Menteri Agama yang dipilih Presiden Jokowi ternyata sosok yang berlatar belakang militer. Sah-sah saja. Apalagi yang memilih itu Presiden yang memang menjadi kewenangannya alias hak prerogratifnya. Bahkan kalau presiden memilih orang setengah sinting pun menduduki jabatan tertentu, ya sah-sah juga.
Bahkan lagi kalau calon presiden itu genderuwo dan kemudian ternyata terpilih, ya sah-sah juga. Sistem politik yang kita anut memang begitu. Suka atau tidak suka, ya begitu jalannya. Itulah demokrasi.

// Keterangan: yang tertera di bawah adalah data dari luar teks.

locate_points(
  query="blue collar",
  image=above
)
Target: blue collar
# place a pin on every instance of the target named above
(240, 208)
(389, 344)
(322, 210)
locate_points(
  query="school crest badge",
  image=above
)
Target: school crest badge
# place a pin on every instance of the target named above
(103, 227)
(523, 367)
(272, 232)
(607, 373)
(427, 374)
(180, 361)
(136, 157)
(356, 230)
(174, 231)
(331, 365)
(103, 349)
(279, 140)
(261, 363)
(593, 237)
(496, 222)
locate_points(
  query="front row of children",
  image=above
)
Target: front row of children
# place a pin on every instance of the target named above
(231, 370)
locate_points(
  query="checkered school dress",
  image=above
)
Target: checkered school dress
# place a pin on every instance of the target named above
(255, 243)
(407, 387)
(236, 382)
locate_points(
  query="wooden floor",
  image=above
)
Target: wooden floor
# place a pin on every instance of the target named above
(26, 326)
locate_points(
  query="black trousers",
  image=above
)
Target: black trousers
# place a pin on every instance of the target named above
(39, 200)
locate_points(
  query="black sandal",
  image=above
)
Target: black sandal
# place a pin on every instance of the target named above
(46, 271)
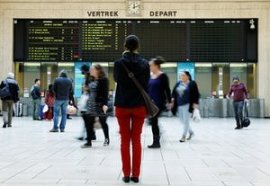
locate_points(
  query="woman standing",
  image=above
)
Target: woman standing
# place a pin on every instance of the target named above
(185, 98)
(130, 106)
(97, 105)
(159, 91)
(49, 100)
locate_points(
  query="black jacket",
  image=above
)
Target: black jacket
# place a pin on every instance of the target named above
(165, 91)
(62, 88)
(127, 94)
(194, 96)
(13, 88)
(102, 91)
(35, 92)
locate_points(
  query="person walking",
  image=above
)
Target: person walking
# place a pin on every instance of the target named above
(62, 87)
(49, 100)
(97, 105)
(71, 99)
(8, 101)
(85, 70)
(130, 106)
(185, 99)
(36, 97)
(159, 91)
(240, 96)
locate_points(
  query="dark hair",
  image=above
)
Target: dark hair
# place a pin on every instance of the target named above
(36, 80)
(50, 88)
(158, 60)
(84, 68)
(132, 43)
(63, 73)
(188, 74)
(101, 72)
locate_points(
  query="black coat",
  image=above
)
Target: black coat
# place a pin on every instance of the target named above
(102, 91)
(127, 94)
(194, 96)
(13, 88)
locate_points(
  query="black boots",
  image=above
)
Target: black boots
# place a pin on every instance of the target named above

Tapi, kita ini masih sehat akal, sehat pikir, dan insya Allah sehat batin. Bahwa pilihan terhadap sesuatu pasti menandakan sesuatu. Ada simbol yang harus dibaca. Ada tanda yang harus dipahami maksudnya.
Bahwa kita pernah melihat ada calon presiden yang menggunakan pakaian putih, itu punya makna. Dan ada calon yang menggunakan pakaian kotak-kotak, itu pun isyarat yang disamapaikan untuk mendapatkan persepsi yang baik sesuai yang diinginkan.
Bahwa juga ada calon yang menunggang kuda, itu pesan, sebuah tanda untuk disampaikan dengan harapan mendapatkan persepsi yang baik, mengingat kuda melambangkan kekuatan. Ada juga calon atau tokoh yang menggunakan sepeda, itu pun perlambangan untuk dipahami maksudnya. Mungkin saja merakyat, tidak mewah.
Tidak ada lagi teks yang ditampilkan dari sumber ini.